The outbreak prompted authorities to call off Friday prayers in the capitals of 23 of Iran’s 31 provinces, including Tehran and the Shi’ite Muslim holy cities of Qom and Mashhad as well as some other infected areas, state TV reported.
Iran’s state news agency IRNA said Iran had banned Chinese citizens from entering.
Those infected officials include Masoumeh Ebtekar, the vice president for women and family affairs, and Deputy Health Minister Iraj Harirchi. Ebtekar’s case was said to be mild and she had not been admitted to hospital.
“In the last 24 hours, we have had 106 (new) confirmed cases ... The death toll has reached 26,” Health Ministry spokesman Kianush Jahanpur told state TV, calling on Iranians to avoid “unnecessary trips inside the country”.
Iran has also imposed some restrictions on access to shrines in Qom and Mashhad, Health Minister Saeed Namaki told state TV, adding that visitors to the holy sites should “pray and leave”. “Gatherings are not allowed inside the shrines,” he said.
Iranian authorities said hundreds of people initially suspected of having the virus had tested negative and been discharged from hospital.

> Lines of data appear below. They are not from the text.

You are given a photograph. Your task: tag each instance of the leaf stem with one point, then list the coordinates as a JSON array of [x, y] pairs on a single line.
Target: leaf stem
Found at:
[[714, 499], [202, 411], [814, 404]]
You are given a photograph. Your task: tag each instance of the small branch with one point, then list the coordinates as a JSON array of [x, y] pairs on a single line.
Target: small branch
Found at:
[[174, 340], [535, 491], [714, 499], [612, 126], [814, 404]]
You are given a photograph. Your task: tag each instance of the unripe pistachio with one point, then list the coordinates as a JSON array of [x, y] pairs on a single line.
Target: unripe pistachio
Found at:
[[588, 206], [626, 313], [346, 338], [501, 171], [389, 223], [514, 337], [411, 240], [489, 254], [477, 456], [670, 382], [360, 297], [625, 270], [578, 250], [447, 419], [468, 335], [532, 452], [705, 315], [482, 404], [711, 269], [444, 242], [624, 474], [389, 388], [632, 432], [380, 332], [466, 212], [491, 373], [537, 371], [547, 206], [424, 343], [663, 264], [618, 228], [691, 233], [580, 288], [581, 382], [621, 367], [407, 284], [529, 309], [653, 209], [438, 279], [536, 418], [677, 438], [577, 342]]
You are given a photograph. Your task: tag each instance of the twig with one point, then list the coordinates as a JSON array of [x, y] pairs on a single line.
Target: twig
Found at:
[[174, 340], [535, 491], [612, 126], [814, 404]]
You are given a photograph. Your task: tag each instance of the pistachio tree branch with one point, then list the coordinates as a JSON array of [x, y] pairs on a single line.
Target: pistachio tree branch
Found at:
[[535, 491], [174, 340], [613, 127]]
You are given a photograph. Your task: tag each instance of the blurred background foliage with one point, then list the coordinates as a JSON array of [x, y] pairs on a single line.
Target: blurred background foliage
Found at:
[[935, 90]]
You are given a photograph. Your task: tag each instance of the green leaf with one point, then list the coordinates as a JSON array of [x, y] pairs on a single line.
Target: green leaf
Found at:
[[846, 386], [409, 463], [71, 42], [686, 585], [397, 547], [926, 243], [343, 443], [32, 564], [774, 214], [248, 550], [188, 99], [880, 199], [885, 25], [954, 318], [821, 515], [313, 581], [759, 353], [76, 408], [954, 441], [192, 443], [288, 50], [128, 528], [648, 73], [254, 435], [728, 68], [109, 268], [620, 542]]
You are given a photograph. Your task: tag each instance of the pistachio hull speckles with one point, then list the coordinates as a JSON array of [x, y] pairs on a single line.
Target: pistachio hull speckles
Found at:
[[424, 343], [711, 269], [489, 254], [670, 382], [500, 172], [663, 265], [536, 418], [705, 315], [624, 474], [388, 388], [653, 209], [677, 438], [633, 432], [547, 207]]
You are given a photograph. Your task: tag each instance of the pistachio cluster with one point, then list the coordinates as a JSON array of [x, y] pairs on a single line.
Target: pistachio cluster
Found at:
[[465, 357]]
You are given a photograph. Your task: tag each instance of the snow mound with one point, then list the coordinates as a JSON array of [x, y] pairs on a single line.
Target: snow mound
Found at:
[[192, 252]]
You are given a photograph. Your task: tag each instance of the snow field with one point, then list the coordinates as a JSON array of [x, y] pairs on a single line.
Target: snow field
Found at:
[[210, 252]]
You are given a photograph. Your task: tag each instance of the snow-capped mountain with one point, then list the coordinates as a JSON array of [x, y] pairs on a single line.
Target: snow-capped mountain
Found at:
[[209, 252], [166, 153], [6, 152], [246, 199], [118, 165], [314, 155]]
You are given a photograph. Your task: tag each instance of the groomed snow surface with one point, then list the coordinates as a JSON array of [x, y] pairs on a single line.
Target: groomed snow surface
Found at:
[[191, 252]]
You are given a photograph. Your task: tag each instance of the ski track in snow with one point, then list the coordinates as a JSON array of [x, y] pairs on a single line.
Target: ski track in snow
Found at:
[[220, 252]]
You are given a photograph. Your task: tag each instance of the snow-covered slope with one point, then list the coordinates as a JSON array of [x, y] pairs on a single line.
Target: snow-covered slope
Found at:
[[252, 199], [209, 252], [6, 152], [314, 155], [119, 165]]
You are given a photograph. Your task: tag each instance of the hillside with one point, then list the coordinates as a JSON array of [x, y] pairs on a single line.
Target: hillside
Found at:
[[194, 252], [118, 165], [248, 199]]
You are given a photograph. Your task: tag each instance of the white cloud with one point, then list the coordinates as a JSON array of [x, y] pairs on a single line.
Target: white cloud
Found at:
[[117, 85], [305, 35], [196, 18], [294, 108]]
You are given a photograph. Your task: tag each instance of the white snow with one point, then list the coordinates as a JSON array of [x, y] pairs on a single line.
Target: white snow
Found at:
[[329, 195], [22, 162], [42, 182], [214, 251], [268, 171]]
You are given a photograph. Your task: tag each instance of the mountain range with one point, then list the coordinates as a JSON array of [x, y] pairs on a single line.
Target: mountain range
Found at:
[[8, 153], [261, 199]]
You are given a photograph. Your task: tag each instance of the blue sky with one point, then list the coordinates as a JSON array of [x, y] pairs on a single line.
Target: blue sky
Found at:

Authorities including President Hassan Rouhani said on Wednesday that Iran had no plans to quarantine any cities or districts, despite the sharp rise in numbers in a short time.
The government extended the closure of universities and cinemas and a temporary ban on cultural, sports events and conferences for another week.
The death rate among confirmed cases of the virus has been running at around 10% in Iran compared to around 3% elsewhere. Iran only announced its first infections and deaths from the coronavirus on Feb. 19.
Mike Ryan, head of the World Health Organization’s emergencies program, said in Geneva that “the most likely factor is obviously this disease came unseen and undetected into Iran; the extent of infection may be broader than we think”.
Ryan said it appeared that, so far, more severe cases had been detected, but that more milder cases would be detected in future: “I don’t suspect it has anything to do with clinical care, more to do with surveillance.”
Iran’s Foreign Ministry said “some 20,000 coronavirus test kits and some other material” would be delivered to the country from China by Iran’s Mahan Air flight on Friday.